Monday, 24 April 2017

Review Nuclear War


Nuclear War
by Simon Stephens

The Waste Land
https://royalcourttheatre.com/

Let's put aside the play text  introduction by playwright Simon Stephens to the twelve pages of the Nuclear War script - quite why he wants to set himself up as a paragon for playwrights who knows how to work with a director and actors while he says others, by  implication, don't, we know not.

Suffice to say, he sets out a working methodology which doesn't feel particularly original to us. But at the same time we may have whetted your appetite to buy or borrow the play text to find out what the hell we're talking about.

And if you go to Nuclear War expecting bombs and confrontation between world powers, you may be disappointed. For, as Simon Stephens has correctly pointed out on his twitter feed, you're more likely to get that in real life. But "Guys. it's a metaphor."

Yet we must concede that Nuclear War is kinda interesting in a world where we are increasingly bombarded through technology with disembodied voices. And our own individual, as well as Britain's, place in the world, feels constantly in flux and increasingly indefinable.

Ostensibly, this is play about the loss of a loved one and  a day in the life on the seventh anniversary of time spent at a hospital bedside.
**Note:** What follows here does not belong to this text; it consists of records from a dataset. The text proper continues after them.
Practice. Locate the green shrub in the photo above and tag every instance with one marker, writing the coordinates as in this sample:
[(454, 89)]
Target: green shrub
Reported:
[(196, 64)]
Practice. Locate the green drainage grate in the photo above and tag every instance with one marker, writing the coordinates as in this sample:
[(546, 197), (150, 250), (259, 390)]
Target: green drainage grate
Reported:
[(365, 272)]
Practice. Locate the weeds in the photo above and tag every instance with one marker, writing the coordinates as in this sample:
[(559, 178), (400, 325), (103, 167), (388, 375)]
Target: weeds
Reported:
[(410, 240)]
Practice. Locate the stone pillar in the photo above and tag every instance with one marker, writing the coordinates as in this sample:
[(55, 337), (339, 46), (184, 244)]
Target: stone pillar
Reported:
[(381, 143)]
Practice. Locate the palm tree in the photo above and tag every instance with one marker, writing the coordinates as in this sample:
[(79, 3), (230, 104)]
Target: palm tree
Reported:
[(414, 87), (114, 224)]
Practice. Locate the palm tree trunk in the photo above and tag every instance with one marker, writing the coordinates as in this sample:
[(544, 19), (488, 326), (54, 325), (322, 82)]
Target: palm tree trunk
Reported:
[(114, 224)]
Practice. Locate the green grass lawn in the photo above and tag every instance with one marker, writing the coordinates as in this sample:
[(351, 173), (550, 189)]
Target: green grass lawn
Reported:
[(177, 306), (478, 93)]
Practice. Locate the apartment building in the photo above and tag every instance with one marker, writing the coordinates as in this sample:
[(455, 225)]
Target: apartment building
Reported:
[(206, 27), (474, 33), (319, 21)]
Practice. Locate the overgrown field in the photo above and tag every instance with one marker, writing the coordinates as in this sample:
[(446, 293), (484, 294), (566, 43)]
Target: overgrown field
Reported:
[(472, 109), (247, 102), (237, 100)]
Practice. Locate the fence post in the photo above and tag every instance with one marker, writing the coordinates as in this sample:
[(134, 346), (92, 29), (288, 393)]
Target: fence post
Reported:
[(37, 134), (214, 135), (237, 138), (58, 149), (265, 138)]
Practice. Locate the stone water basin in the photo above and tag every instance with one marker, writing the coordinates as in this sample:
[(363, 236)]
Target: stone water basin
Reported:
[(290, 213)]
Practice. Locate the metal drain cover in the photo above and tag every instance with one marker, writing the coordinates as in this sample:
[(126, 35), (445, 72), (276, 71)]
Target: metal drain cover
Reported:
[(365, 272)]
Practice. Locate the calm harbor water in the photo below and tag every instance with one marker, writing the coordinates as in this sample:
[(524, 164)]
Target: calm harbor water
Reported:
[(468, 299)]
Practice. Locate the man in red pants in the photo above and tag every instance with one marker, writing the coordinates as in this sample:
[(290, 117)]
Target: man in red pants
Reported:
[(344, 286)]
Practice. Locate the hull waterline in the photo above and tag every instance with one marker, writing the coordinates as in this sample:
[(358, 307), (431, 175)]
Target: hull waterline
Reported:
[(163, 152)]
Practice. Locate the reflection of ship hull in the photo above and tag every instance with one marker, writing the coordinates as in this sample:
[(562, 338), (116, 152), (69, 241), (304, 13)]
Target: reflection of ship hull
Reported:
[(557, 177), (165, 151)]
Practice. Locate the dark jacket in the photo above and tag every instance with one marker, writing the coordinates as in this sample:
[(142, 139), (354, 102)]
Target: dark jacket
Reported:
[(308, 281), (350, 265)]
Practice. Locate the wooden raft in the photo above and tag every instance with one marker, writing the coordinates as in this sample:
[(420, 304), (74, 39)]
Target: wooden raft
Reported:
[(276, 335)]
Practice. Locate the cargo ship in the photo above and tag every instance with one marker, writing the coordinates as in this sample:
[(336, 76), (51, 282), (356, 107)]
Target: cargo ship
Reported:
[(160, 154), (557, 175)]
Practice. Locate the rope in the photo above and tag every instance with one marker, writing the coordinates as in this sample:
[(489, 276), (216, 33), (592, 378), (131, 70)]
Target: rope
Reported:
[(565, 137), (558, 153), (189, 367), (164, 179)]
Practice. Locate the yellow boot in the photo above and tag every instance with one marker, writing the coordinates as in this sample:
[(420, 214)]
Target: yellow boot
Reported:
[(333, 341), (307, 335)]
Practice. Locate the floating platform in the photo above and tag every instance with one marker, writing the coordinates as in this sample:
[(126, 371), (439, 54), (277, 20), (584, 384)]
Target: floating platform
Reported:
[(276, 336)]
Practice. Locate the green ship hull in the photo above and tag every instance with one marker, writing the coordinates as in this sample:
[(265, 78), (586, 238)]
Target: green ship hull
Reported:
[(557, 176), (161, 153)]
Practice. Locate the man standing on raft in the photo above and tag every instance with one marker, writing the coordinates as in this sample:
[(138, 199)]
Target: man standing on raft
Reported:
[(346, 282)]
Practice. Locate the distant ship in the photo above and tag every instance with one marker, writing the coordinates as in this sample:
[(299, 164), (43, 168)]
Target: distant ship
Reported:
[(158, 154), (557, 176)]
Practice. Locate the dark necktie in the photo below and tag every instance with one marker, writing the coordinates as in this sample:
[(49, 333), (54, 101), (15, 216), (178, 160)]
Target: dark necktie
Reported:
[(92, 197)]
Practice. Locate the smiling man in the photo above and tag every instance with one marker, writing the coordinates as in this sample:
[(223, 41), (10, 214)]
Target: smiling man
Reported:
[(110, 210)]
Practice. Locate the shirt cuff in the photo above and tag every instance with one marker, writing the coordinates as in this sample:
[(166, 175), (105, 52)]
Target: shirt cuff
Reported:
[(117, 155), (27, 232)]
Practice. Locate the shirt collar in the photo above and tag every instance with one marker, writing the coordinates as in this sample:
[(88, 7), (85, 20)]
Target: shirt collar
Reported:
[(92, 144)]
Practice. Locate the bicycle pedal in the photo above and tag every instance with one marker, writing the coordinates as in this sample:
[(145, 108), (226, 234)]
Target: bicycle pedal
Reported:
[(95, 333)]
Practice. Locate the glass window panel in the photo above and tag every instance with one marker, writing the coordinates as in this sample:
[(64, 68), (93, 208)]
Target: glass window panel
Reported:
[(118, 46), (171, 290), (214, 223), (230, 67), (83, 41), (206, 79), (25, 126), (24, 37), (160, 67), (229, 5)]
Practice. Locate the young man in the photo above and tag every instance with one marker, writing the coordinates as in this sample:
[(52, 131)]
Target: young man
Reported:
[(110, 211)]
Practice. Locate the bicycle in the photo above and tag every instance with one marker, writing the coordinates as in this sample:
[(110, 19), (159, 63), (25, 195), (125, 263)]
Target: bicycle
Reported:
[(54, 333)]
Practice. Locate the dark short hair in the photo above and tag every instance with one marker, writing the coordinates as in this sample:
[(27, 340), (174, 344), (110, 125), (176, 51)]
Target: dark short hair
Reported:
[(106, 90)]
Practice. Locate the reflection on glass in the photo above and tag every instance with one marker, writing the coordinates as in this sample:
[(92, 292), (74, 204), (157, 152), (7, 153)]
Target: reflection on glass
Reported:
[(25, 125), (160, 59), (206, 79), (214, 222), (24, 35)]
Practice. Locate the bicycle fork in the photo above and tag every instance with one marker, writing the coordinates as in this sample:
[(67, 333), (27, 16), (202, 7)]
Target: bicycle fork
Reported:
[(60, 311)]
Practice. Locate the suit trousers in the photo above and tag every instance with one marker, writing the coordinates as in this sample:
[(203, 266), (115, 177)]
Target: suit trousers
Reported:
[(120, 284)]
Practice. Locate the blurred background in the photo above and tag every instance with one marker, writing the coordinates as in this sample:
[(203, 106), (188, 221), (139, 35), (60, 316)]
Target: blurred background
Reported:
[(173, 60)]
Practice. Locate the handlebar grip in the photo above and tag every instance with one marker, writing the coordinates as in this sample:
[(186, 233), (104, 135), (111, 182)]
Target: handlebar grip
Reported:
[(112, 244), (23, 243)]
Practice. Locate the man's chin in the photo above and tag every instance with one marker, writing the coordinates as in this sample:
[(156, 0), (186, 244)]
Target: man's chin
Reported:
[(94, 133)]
A day atomized into moments filtered through the mind of an unnamed woman,"All I can hear/Are the thoughts scratched onto the inside of my head".

The room is bare, the props stark (designer Chloe Lamford). The audience is seated around the walls, so that when we hear the words, "I can't help feeling you're in my room ... Watching me.", one immediately sees the faces of others in the audience watching.

The voice comes through in a pre-recorded narration by an unnamed Scottish woman played by Maureen Beattie who sometimes breaks into "live" speech varying the mixture of textures. 

Also watching are a four-strong chorus - Sharon Duncan-Brewster, Gerrome Miller, Andrew Sheridan, Beatrice Scirroccchi. They whisper, they chant, they sing. They are like living furniture handing the woman, for instance, a cup or a biscuit.

They weave shapes and populate the mundane scenes of city life on a train, in a coffee shop and more fantastical underworld-type scenes where they mutate into black hooded prisoners or hounds like creatures out of Greek mythology.

A red heater also glows with red bars and the woman mounts a large black box amplifier, with trailing cables, at one point. She builds a shrine of bricks lit by an old fashioned fringed table lamp with a china cat and discarded flowery porcelain tea cups nearby, all seemingly from another era.

The USP (unique selling point) of Nuclear War is supposedly that the playwright is letting the director Imogen Knight, who is also a choreographer and movement director, and the actors to use the text in whatever order they choose and to bring choreography as an extra layer of meaning.

In the end, the process doesn't make much difference to the audience watching this brief piece, however much it makes a difference for those involved.  At 45 minutes, there is no danger of the piece outstaying its welcome and it does have a visceral quality with washes of red, yellow and blue light from lighting designer Lee Curran.

There are cryptic moments. For example when the chorus puts stockings bank robbery style over their heads and stuff mandarins into their mouths. But there is a story there and at one point Andrew Sheridan with headphones round his neck becomes the embodiment of the lost love.

TLT is not the only reviewer to have thought of TS Eliot in connection with the text - we saw it the day after press night.

The choreography of the chorus clad all in black does meld with atomized environment of the woman, the never being able to turn the clock  back in the striking image of grains of sand never able to fly back together after sandcastles are knocked down. And we feel the momentum of the city, no longer a whole but filled with new people and elements, always pushing forward, never looking back.

This all has an intuitive quality but we certainly won't pretend this is a piece that will suit all tastes. However it does also have an affective, sometimes threatening, sometimes poignant lyrical quality on every level and it's an amber light for the depiction of a world losing its nucleus and disappearing into darkness and movement.